Building in microscale requires a special skill set. One must have an eye for simplification of textures along with a firm grasp of the essentials of whatever it is. Eli Willsea has that skill, as this tiny (yet still large) rendition of Gringotts bank from Harry Potter demonstrates. I am guessing it comes from the first film, as there is a recognizable Hagrid down in the vaults, alongside what I suppose to be Harry and a goblin. Everything one would need for Gringotts is there, from the columns to the large dome, along with the crazy tracks for the carts in the depths beneath. My one complaint is that the columns on the front-corner facade are too straight, lacking the signature tilts seen in the films.

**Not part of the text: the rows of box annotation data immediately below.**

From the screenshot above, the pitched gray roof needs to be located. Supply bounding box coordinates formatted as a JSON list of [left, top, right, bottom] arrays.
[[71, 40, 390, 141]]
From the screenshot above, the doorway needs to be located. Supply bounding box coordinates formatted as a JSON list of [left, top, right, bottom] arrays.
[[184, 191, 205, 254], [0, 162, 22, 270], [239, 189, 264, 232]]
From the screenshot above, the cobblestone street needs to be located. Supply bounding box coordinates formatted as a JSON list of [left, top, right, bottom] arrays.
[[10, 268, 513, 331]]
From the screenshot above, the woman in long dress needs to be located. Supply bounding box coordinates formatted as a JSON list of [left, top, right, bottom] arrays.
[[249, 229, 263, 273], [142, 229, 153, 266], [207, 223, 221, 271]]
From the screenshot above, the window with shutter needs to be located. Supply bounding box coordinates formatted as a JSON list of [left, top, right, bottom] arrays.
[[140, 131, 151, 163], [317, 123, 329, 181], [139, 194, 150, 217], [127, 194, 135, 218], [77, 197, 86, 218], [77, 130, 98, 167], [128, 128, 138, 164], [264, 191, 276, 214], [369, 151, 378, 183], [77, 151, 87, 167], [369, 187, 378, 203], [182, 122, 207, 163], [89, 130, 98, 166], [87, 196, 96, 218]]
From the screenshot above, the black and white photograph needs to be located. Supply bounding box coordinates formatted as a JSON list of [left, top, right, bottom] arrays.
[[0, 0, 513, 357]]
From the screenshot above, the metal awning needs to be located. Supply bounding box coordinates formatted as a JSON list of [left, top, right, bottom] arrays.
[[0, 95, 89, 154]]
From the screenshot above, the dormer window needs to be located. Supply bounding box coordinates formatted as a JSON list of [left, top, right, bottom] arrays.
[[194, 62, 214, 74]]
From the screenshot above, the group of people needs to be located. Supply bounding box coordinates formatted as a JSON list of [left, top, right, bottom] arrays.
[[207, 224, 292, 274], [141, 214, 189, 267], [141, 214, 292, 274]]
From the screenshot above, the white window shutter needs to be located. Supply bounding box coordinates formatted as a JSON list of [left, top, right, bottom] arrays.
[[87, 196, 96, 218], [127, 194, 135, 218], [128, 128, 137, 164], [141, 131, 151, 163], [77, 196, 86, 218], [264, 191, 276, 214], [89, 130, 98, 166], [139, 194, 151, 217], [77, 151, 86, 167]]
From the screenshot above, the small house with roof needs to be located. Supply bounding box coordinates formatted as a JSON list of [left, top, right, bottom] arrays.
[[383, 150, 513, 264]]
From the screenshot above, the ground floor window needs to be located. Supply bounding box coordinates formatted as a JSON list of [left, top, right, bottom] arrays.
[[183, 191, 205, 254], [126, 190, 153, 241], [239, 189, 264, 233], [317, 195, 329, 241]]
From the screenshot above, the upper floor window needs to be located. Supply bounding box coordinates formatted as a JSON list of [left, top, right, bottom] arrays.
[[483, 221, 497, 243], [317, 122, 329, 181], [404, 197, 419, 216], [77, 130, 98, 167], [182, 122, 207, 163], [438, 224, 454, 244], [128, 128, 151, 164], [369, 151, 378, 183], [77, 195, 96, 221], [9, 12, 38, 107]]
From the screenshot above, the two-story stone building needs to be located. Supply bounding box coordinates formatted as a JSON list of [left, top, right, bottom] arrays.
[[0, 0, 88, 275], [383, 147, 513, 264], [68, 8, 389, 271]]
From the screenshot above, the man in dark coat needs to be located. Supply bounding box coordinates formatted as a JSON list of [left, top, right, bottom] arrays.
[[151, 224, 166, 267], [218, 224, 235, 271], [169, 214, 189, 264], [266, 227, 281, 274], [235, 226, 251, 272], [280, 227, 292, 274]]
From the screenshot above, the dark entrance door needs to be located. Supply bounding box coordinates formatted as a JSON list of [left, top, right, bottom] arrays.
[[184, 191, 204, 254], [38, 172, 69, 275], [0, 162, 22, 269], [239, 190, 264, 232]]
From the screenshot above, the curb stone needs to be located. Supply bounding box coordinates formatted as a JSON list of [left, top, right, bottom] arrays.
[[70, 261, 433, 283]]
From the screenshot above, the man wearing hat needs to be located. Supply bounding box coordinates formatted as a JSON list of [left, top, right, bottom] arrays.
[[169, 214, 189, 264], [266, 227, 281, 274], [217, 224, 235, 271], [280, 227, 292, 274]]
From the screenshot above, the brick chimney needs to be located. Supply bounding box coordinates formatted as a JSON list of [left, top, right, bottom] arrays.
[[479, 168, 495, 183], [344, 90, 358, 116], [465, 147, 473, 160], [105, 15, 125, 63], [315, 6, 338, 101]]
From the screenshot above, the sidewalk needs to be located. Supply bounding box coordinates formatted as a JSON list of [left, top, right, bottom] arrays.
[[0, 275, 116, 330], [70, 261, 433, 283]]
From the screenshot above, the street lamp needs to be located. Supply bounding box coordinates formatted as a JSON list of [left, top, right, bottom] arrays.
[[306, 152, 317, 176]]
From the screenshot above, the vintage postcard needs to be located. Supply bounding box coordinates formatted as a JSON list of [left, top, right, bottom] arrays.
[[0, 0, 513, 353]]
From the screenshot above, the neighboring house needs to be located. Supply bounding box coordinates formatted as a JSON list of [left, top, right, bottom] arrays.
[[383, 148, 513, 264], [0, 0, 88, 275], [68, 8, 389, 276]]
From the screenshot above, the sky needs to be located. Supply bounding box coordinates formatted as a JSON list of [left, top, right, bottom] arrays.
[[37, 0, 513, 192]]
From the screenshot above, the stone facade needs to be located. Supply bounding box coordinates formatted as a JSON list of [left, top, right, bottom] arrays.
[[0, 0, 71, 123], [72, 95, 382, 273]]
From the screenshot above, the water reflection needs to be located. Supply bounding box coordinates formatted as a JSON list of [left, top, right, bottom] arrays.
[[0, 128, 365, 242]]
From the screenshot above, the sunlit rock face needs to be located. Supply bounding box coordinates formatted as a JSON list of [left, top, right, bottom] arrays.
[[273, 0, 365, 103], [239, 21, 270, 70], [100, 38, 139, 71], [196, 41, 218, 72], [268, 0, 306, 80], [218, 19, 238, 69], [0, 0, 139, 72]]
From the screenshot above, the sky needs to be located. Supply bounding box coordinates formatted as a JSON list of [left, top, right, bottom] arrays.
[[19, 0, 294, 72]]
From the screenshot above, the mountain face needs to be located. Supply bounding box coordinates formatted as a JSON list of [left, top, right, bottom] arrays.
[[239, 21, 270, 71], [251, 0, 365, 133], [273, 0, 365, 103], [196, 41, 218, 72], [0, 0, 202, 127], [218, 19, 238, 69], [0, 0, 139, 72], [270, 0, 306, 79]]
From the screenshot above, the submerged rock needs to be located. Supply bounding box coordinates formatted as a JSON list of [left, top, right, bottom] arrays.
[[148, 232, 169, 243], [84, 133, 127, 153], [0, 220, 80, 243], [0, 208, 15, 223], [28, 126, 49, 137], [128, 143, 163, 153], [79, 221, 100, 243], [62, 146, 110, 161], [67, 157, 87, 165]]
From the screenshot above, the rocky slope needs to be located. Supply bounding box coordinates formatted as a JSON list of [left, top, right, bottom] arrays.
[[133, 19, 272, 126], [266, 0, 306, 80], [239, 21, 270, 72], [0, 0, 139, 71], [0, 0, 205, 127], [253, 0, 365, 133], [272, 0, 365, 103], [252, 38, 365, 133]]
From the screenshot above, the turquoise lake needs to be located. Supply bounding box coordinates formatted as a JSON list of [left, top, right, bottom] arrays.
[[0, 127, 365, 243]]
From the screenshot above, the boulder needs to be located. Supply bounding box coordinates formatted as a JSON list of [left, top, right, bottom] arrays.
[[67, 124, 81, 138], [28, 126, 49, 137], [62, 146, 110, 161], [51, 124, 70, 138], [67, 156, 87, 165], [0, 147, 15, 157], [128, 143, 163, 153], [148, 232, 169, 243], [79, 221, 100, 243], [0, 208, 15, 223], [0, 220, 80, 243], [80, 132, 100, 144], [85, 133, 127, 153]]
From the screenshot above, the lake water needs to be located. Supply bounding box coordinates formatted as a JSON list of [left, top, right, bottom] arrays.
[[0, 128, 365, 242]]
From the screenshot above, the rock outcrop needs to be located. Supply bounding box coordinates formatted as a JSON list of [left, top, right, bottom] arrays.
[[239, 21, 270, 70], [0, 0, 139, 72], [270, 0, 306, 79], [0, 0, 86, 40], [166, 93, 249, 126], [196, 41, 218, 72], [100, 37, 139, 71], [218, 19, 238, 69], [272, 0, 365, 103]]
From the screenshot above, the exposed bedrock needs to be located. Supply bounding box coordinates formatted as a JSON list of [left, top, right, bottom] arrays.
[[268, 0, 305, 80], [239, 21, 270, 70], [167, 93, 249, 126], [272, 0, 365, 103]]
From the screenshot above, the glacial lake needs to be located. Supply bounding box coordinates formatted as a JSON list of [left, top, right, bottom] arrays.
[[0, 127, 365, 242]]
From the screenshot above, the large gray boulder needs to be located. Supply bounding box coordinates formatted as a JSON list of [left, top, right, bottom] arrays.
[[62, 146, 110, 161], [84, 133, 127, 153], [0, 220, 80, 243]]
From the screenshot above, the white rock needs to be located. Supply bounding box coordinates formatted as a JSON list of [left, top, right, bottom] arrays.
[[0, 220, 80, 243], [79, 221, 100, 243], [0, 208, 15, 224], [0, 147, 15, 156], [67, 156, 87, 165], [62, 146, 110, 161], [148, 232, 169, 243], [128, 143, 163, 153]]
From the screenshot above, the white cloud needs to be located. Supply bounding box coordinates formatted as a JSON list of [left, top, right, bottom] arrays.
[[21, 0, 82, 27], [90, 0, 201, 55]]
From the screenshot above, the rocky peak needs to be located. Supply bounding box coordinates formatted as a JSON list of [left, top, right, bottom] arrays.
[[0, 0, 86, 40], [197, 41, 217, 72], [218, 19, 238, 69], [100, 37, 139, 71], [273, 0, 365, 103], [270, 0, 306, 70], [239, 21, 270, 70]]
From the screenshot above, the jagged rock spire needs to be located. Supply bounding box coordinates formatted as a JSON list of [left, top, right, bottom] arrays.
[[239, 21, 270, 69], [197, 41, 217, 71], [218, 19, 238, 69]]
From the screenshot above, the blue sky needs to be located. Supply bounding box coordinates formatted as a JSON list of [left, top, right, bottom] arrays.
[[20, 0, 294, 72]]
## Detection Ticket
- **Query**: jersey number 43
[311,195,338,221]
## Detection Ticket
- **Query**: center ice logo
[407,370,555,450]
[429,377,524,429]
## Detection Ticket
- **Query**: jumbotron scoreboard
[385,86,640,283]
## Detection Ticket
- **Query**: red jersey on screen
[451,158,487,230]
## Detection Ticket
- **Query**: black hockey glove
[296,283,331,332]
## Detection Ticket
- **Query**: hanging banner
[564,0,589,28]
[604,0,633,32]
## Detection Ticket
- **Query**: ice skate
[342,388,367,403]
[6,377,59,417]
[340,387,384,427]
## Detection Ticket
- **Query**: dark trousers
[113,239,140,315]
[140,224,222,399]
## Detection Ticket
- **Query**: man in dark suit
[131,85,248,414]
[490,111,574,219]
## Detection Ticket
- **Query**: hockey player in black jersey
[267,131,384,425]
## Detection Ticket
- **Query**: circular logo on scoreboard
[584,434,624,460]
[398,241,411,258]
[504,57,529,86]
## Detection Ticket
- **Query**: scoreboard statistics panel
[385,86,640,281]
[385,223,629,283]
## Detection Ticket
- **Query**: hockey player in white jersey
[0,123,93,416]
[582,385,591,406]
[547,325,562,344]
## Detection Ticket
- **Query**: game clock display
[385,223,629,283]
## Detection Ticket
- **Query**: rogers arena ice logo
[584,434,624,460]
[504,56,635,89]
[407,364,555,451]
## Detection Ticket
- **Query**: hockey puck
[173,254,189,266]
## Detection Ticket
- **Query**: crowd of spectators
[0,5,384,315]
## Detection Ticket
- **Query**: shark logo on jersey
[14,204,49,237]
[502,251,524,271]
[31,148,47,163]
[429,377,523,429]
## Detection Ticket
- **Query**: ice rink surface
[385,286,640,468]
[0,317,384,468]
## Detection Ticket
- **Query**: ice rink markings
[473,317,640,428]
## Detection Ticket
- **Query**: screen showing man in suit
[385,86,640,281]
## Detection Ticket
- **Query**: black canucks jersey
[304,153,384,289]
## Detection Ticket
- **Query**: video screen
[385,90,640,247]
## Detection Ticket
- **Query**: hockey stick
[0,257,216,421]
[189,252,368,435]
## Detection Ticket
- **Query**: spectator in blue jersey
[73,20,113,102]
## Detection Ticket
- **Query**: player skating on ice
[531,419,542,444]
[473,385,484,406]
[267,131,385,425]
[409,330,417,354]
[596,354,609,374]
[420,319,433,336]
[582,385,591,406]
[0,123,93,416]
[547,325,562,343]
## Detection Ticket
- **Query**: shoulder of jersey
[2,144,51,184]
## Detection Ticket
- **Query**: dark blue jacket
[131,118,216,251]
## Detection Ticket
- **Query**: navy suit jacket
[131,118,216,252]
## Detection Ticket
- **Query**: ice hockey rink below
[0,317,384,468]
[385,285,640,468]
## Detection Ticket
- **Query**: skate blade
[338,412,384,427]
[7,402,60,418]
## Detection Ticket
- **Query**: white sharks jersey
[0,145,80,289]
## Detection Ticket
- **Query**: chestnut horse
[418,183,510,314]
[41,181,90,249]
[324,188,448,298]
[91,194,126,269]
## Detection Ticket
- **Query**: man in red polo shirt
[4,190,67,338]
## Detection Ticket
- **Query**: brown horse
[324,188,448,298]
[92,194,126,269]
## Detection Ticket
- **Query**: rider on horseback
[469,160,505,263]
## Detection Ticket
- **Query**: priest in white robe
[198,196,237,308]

The rock pillars beneath the street are impressive, built in sideways rings and then threaded onto Technic axles, allowing them to spin around into different configurations. This is great, because it means that you can build the same shape a bunch of times and have it look different depending on how it is angled. The cars down on the tracks are delightfully simple, consisting of droid arms and round 1×1 tiles with bar and pin holders. The cart up on the street above-ground is also inspired, making brilliant use of wands on sprue to give delicate texture to the rails. It’s also being pulled by something skeletal (a thestral, perhaps?). This was originally built for our own Harry Potter Microscale Magic competition, but Eli failed to complete the photography in time. While that is too bad, it is certainly better late than never!
There were so many terrific creations for our Microbuild Magic! Contest that it was incredibly difficult to choose the winners. While not everyone can win, there are still more that are certainly worthy of a spot on our front page. One wonderful build that caught our eye was this little recreation of Gringott’s Bank, complete with the Ukrainian Ironbelly dragon. The artist behind the build is Zed, who also recreated Harry’s “Cupboard Under the Stairs” for the competition. There were several Gringott’s scenes, but this was one that really stood out.
I’m a big fan of the clever parts usage on the dragon, as well as the contrast of the dark vaults below. The wand-sprue gate is a perfect touch. Overall, the build is clean and elegant, and made even more so by the black background and crisp photography.